# My first rod turner..



## marstang50 (May 3, 2005)




----------



## loucar1 (Sep 3, 2006)

*Look Good to me!*

Do you have a set of plans. I would like to make one just like yours any help would be greatly appreciated


----------



## NTKG (Aug 16, 2003)

the only mod to that really would be that the end piece was adjustable. made my first butt with it last night

thanks!


----------



## marstang50 (May 3, 2005)

yeah neil i knew it would be better if you could adjust that end so not to get in the way of eyes and such but due to the time sensitivity of the matter I didnt do it. If it becomes a problem just take the 2 screws out of the bottom and move it up some. 
loucar1, I was thinking of starting a small production of these. Of course they will be a little better each time. The one above was made out of scrap wood laying around and put together very quick. You just let me know if you want one made for you.
marshall


----------



## GORD4862 (Jan 7, 2003)

Nice job, nice and simple. I'd be interested in one in one made for me. Let me know what you think.
Thanks
Gord4862


----------



## AL_N_VB (Apr 3, 2002)

nice job Marshall.....

M&N Custom Rod Building...kinda has ring...I'll take the royalties in customs ....

We gonna see ya this weekend Neil and Marshall...

Gonna be out both Sat and Sun...prolly gonn hook up with Ken and NJ on Sunday...prolly bring the misses and lil one....BTW..Crawdaddy should be down also.


----------



## marstang50 (May 3, 2005)

Man, I cant do much of anything for awhile. I just had a MRI done today to see whats wrong with my back so i will not be fishing this weekend but i know Neil is going. Yall put some heat on them fish. The doc said I might have a slipped disc. I like that name "M&N Custom Rods", Whatcha think neil?
GORD4862, I can make one for you. Give me a call.
804-426-1215


----------



## NTKG (Aug 16, 2003)

percocet?


----------



## Newsjeff (Jul 22, 2004)

Vicodin?


----------



## croaker (Jun 18, 2004)

*Just a thought....*

Instead of attaching the end piece, why not put two dowels in the base of the end piece and then drill pairs of holes in the base, say about 1 inch apart along the length of the base? That will allow you to position the end piece where you want it on the base.

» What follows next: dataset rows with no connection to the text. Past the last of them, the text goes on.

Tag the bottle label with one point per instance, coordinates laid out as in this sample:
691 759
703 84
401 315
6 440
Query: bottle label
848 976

Another thought; you could make several of the end pieces, attached to a base/foot and use them for longer sections.


----------



## Newsjeff (Jul 22, 2004)

Marshall, how much would ya charge da other token whitie for one of your rod tuners?

I am very interested.


----------



## marstang50 (May 3, 2005)

sup Jeff,
$80 will get one to your door unless shipping turns out to be more than i thought. Let me know. 804-426-1215 Marshall


----------